L’objectif est d’inscrire l’investissement immobilier dans une logique de long terme, en recherchant des revenus potentiels réguliers, et tout en mutualisant les risques grâce à la diversification géographique et sectorielle. Toutefois, il convient de souligner que, même dans ce cadre, le risque de perte en capital demeure présent et ne peut être totalement éliminé.
Liquidité et garantie : une préférence structurante
Enfin, l’étude confirme une caractéristique bien connue de l’épargne française : la priorité donnée à la liquidité et à la garantie du capital.
Le Trésor souligne que deux tiers des placements financiers correspondent à des produits de taux, c’est-à-dire des placements offrant une rémunération connue à l’avance ou encadrée (comme le Livret A ou l’assurance vie investie en fonds euros).
Les chiffres sont éloquents :
- 2 127 milliards d’euros sont placés sur des comptes de dépôts et livrets,
- 2 246 milliards d’euros sur des produits d’assurance,
- Contre 2 167 milliards d’euros seulement en titres (actions et obligations).
Cette préférence marquée pour la liquidité contribue à rendre une partie de l’épargne « dormante ». Concrètement, une grande partie des sommes placées sur les livrets bancaires reste disponible à tout moment, mais elle est peu ou pas mobilisée pour financer des projets économiques sur la durée.
Ces placements remplissent avant tout une fonction de réserve de sécurité : ils permettent de faire face à des dépenses imprévues ou de conserver une épargne facilement accessible.
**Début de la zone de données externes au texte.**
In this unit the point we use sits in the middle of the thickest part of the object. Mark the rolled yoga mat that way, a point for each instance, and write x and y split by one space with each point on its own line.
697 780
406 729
En revanche, parce qu’ils peuvent être retirés à tout moment, ils ne sont pas conçus pour financer des investissements de long terme, comme le développement des entreprises, les infrastructures ou l’immobilier.
Le Trésor souligne également que cette forte liquidité s’accompagne généralement d’un rendement limité. Si ces produits offrent de la stabilité et de la visibilité, leur capacité à faire croître l’épargne sur le long terme reste restreinte, comparée à des placements mobilisant les capitaux sur des horizons plus longs.
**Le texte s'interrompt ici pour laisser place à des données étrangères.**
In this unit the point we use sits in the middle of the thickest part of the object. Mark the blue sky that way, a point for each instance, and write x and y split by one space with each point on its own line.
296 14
En miroir : une logique de placement à long terme assumée
Dans ce contexte, CORUM s’inscrit dans une logique différente : accepter une liquidité plus limitée et un horizon d’investissement long pour viser un plus haut rendement potentiel.
Pour rappel : investir dans les SCPI et les fonds immobiliers comporte un risque de liquidité : la revente des parts peut s’avérer difficile ou prendre du temps, notamment en cas de baisse du marché ou de faible demande. L’épargnant doit donc être conscient qu’il pourrait ne pas récupérer immédiatement ses fonds au moment où il souhaiterait sortir de son investissement.
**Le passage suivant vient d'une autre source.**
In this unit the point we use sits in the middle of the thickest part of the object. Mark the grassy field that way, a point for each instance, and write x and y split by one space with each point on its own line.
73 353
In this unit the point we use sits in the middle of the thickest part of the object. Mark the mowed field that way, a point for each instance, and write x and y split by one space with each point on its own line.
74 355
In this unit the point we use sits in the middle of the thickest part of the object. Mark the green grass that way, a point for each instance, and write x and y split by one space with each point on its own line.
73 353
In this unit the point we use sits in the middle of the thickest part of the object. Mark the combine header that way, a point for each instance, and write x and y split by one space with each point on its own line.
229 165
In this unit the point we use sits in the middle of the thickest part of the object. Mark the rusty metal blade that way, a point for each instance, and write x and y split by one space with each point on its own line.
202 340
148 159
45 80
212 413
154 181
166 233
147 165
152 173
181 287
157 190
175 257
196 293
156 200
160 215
Les SCPI et fonds immobiliers impliquent un engagement dans la durée, cohérent avec la nature des actifs sous-jacents. Cette approche vise à transformer une partie de l’épargne de précaution en épargne de projet, orientée vers le financement durable de l’économie réelle.
En définitive, l’étude Trésor-Éco n° 378 livre une photographie précise et documentée de l’épargne financière des ménages français. Elle met en évidence une épargne abondante, largement investie sur le territoire national, fortement intermédiée et majoritairement orientée vers des placements liquides et sécurisés, tandis que l’immobilier financier y occupe une place marginale.
Comme le rappelle le Trésor, cette analyse « constitue une photographie à un instant donné » et ne préjuge pas des évolutions futures des comportements d’épargne. Elle offre néanmoins un cadre de lecture pour mieux comprendre certains choix patrimoniaux aujourd’hui dominants et, en miroir, les approches qui privilégient la diversification géographique, une exposition plus directe à l’économie réelle et une logique d’investissement inscrite dans le temps long, à l’image de celles mises en œuvre par CORUM.
Les produits commercialisés par CORUM L'Épargne sont des investissements long terme qui n’offrent aucune garantie de rendement ou de performance et présentent un risque de perte en capital et de liquidité. Les revenus ne sont pas garantis et dépendront de l’évolution du marché immobilier, financier et du cours des devises. Les performances passées ne préjugent pas des performances futures.